If $b$ is irrational, then $i_1$ and $i_2$ are of the form that we are trying to avoid. This is because if $a$ is rational, so is $a/2$; if $b$ is irrational, so is $b/2$.
Case 2: $b$ is rational.
Substituting $a-i_2$ for $i_1$ into the definition of $b$, we get $$i_2 = \frac{a+b}{2}$$
But, since $a$ and $b$ are rational in Case 2, then their sum must be rational.

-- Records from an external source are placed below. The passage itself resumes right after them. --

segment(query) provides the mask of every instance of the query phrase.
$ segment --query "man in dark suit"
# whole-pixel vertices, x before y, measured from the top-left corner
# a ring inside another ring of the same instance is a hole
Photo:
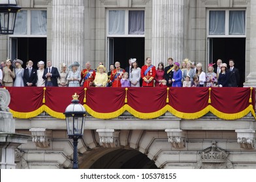
[[[29,60],[27,67],[24,70],[23,81],[25,86],[35,86],[37,79],[37,70],[33,68],[33,61]]]
[[[46,62],[47,68],[44,69],[42,78],[45,79],[46,86],[57,86],[57,78],[59,77],[59,72],[56,67],[52,66],[52,61]]]
[[[127,72],[128,73],[128,78],[129,78],[129,74],[130,74],[130,73],[131,73],[131,69],[133,68],[132,67],[133,67],[133,64],[131,63],[131,60],[132,60],[133,58],[130,58],[129,60],[129,66],[127,66],[127,67],[126,67],[125,68],[125,72]],[[135,58],[135,60],[136,60],[136,58]]]
[[[165,68],[165,74],[164,77],[165,80],[167,81],[167,86],[172,86],[172,79],[173,77],[173,72],[174,66],[173,66],[173,58],[170,57],[168,58],[168,64],[167,67]]]
[[[238,69],[234,67],[234,61],[232,59],[229,60],[229,87],[237,87],[239,84],[239,71]]]

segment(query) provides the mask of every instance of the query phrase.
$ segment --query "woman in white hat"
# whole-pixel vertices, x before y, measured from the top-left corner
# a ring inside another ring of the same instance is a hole
[[[103,65],[100,65],[97,68],[97,73],[94,84],[96,87],[106,86],[108,83],[108,74],[105,73],[106,68]]]
[[[219,74],[219,79],[217,80],[217,83],[219,87],[228,87],[229,81],[230,77],[230,72],[227,72],[227,64],[222,63],[220,65],[221,72]]]
[[[80,71],[78,70],[80,64],[74,62],[69,66],[69,69],[72,70],[69,72],[67,77],[67,80],[69,82],[69,87],[78,87],[80,86],[80,81],[81,80],[81,74]]]
[[[42,78],[44,72],[44,62],[42,60],[39,61],[37,62],[37,66],[39,67],[39,70],[37,71],[37,86],[45,86],[45,79]]]
[[[67,86],[67,65],[65,63],[59,64],[61,70],[59,71],[59,77],[57,78],[57,83],[59,86]]]
[[[14,69],[10,59],[7,60],[6,66],[3,68],[3,86],[12,86],[15,78]]]
[[[206,74],[202,72],[202,64],[199,62],[197,64],[197,70],[195,71],[195,75],[199,78],[199,83],[200,87],[204,86],[204,83],[206,81]]]
[[[130,73],[130,76],[129,77],[129,79],[131,81],[131,86],[140,87],[141,69],[138,67],[138,62],[136,58],[132,58],[131,62],[133,67],[131,69],[131,73]]]
[[[24,68],[22,67],[23,61],[20,59],[15,59],[13,61],[13,66],[15,66],[15,81],[14,86],[24,86],[23,75],[24,75]]]

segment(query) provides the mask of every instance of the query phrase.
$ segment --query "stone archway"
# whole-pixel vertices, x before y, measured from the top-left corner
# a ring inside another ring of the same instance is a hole
[[[134,149],[98,148],[80,159],[80,168],[91,169],[156,169],[147,155]]]

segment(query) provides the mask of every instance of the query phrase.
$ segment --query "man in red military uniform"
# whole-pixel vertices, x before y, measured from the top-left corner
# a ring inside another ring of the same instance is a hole
[[[142,86],[153,86],[153,79],[155,75],[155,67],[151,64],[151,58],[147,57],[146,65],[141,68],[140,75],[142,78]]]
[[[121,87],[121,77],[124,72],[125,72],[125,70],[120,68],[120,62],[115,62],[116,69],[111,72],[111,77],[109,81],[110,83],[112,83],[112,87]]]
[[[89,62],[86,62],[86,68],[81,71],[81,83],[83,83],[84,87],[92,86],[94,79],[95,78],[95,71],[91,69],[91,63]]]

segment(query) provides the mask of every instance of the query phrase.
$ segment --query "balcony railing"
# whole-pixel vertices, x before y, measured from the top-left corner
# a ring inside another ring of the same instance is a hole
[[[118,117],[127,111],[140,119],[157,118],[167,112],[180,118],[196,119],[210,112],[224,120],[249,113],[255,118],[253,88],[82,88],[7,87],[14,117],[29,118],[46,112],[63,114],[75,92],[87,112],[100,119]]]

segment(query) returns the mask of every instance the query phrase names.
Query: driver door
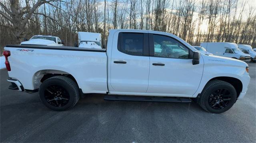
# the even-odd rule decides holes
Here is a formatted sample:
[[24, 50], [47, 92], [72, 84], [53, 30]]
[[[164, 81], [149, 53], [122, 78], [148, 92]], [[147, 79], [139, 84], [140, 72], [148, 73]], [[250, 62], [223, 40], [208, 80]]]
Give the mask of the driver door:
[[[204, 62], [192, 64], [191, 50], [168, 36], [150, 34], [147, 93], [170, 96], [192, 96], [200, 83]], [[151, 39], [151, 40], [150, 40]]]

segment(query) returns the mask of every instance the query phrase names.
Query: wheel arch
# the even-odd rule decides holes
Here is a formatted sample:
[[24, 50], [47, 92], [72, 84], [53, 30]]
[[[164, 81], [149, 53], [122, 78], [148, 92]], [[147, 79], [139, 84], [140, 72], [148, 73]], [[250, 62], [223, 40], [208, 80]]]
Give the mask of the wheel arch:
[[60, 75], [70, 78], [78, 85], [74, 76], [68, 72], [60, 70], [44, 69], [36, 72], [33, 76], [32, 82], [34, 89], [38, 88], [41, 83], [46, 80], [52, 77]]
[[237, 98], [238, 97], [243, 89], [243, 84], [241, 80], [238, 78], [229, 76], [218, 76], [213, 78], [207, 82], [205, 86], [207, 85], [207, 84], [208, 84], [209, 82], [214, 80], [224, 81], [231, 84], [236, 89]]

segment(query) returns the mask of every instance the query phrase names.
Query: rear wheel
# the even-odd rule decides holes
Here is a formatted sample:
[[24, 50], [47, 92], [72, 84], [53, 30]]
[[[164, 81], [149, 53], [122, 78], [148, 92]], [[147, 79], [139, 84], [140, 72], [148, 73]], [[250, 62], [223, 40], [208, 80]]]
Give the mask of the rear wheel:
[[48, 108], [63, 111], [73, 107], [79, 99], [76, 83], [64, 76], [56, 76], [44, 81], [39, 88], [42, 102]]
[[232, 85], [224, 81], [214, 80], [206, 86], [198, 104], [206, 111], [220, 113], [230, 109], [236, 100], [236, 92]]

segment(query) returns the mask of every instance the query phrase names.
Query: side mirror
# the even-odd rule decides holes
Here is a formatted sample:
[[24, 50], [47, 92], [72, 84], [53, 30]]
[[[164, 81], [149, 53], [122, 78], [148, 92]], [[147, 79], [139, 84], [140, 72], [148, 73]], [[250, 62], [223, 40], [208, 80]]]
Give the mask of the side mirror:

This would mean $i_2$ is rational, which violates our original assumption. (A similar line leads to $i_1$ having to be rational in Case 2, as well.) This is a contradiction, so we learned $b$ must be irrational.
So, putting it together, if two irrationals sum to a rational, then they are of the form we are trying to avoid. (So, the answer to the question as asked is "no.")
Let $a,b$ be irrational numbers such that $$ r=a+b\text{ is rational.} $$ Then $b=r-a$, $a=0+a$, and $0$ is rational.